At my workplace, we are currently planning out our data analytics platform and have chosen to go with an Iceberg lakehouse architecture. However, we’ve encountered a few challenges at the BI consumption layer and are seeking advice on how others have addressed these issues.
Challenges:
1. Dynamic Row Filtering with AWS Lake Formation / Data Zone:
- We found that AWS Lake Formation and Data Zone do not support dynamic row filtering effectively. This limitation prevents us from implementing row-level access controls on Iceberg tables, meaning users cannot be restricted to see only the data they have access to.

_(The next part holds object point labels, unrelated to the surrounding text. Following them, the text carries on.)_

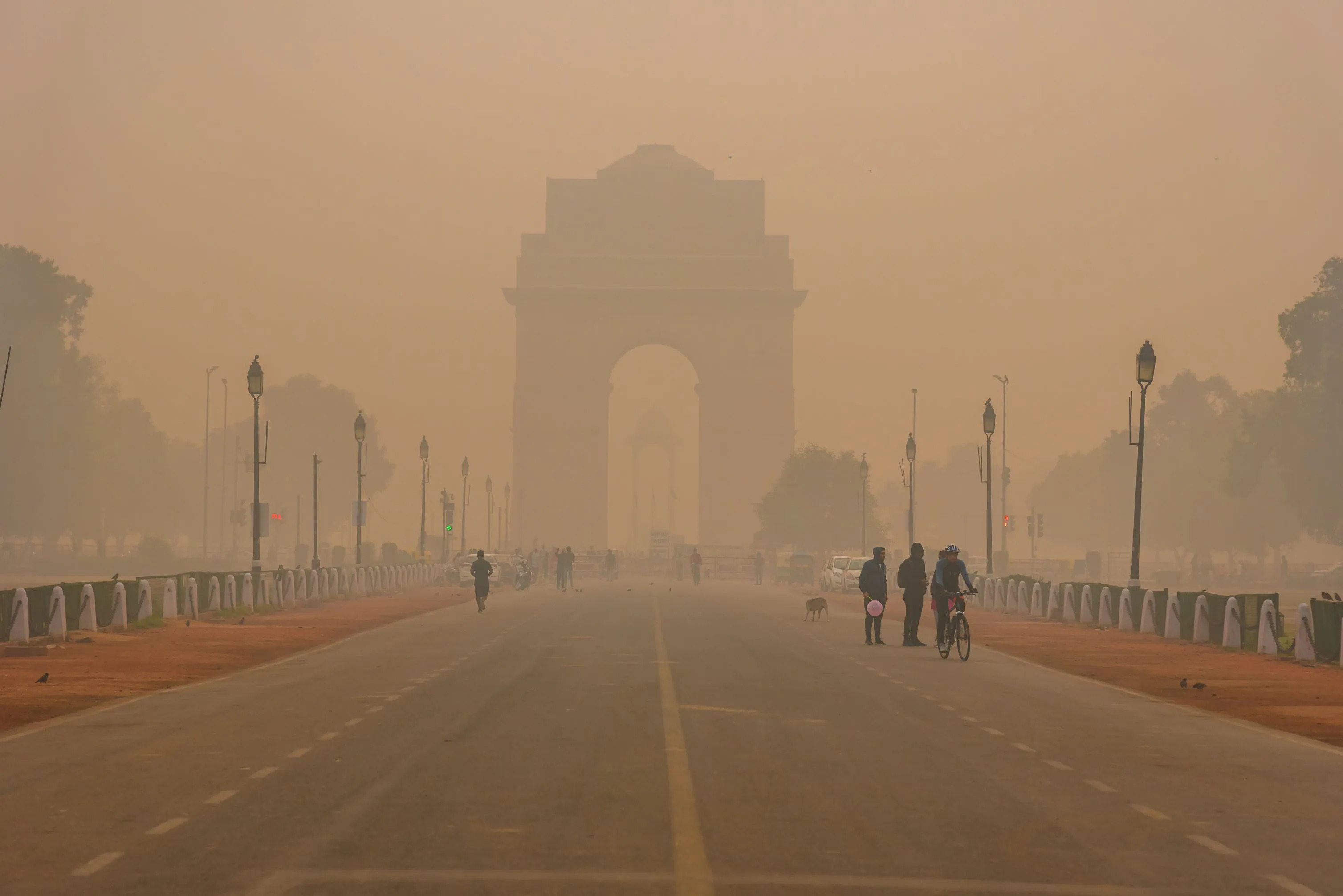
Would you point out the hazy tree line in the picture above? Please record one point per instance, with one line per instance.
(78, 460)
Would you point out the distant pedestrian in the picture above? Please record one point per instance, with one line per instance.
(912, 578)
(481, 572)
(872, 584)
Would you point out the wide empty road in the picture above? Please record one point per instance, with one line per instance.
(644, 738)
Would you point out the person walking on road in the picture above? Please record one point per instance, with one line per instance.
(872, 584)
(481, 572)
(912, 578)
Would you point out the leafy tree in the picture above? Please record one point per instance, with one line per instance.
(817, 503)
(1295, 432)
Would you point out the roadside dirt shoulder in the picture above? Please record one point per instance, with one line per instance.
(116, 665)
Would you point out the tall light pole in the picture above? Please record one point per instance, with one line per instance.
(256, 379)
(204, 524)
(423, 490)
(317, 564)
(1146, 373)
(990, 421)
(863, 503)
(360, 430)
(467, 469)
(1006, 472)
(489, 510)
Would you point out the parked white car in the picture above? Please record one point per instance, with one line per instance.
(833, 574)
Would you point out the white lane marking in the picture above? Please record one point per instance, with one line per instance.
(166, 827)
(1286, 883)
(1221, 849)
(96, 864)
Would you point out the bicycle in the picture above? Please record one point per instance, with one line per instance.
(958, 629)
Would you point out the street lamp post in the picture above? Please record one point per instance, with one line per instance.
(863, 504)
(360, 430)
(489, 510)
(467, 469)
(423, 490)
(1146, 373)
(256, 381)
(990, 425)
(1006, 472)
(317, 564)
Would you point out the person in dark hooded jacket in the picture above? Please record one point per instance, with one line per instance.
(912, 578)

- In contrast, this can be easily achieved in Redshift and Snowflake using row access policies.
Query Performance with Athena:
- We have observed that querying data using Athena is slow, even after optimizing with partitioning and other techniques. While we understand that Iceberg is primarily designed for big data analytics, the latency in query performance remains a significant concern for our BI consumption needs.
Proposed Solution:
Given these challenges, we are considering the following approach for our BI consumption layer:
Data Integration: Load our Iceberg tables into a traditional data warehouse (such as Redshift or Snowflake). This would enable:
- Faster query performance for BI tools.
- Enhanced data governance capabilities, including dynamic row filtering and access controls.
- Technical and Batch Analytics: Continue using Iceberg tables directly for technical data analysts and batch processing jobs, leveraging its strengths in big data analytics.
Questions:
- Has anyone else faced similar challenges with Iceberg, and how did you overcome them?
- Is our proposed solution of integrating Iceberg with a traditional data warehouse for the BI layer a common practice? Are there any best practices or potential pitfalls we should be aware of?
- Are there alternative approaches or technologies we should consider to achieve better performance and data governance with Iceberg tables?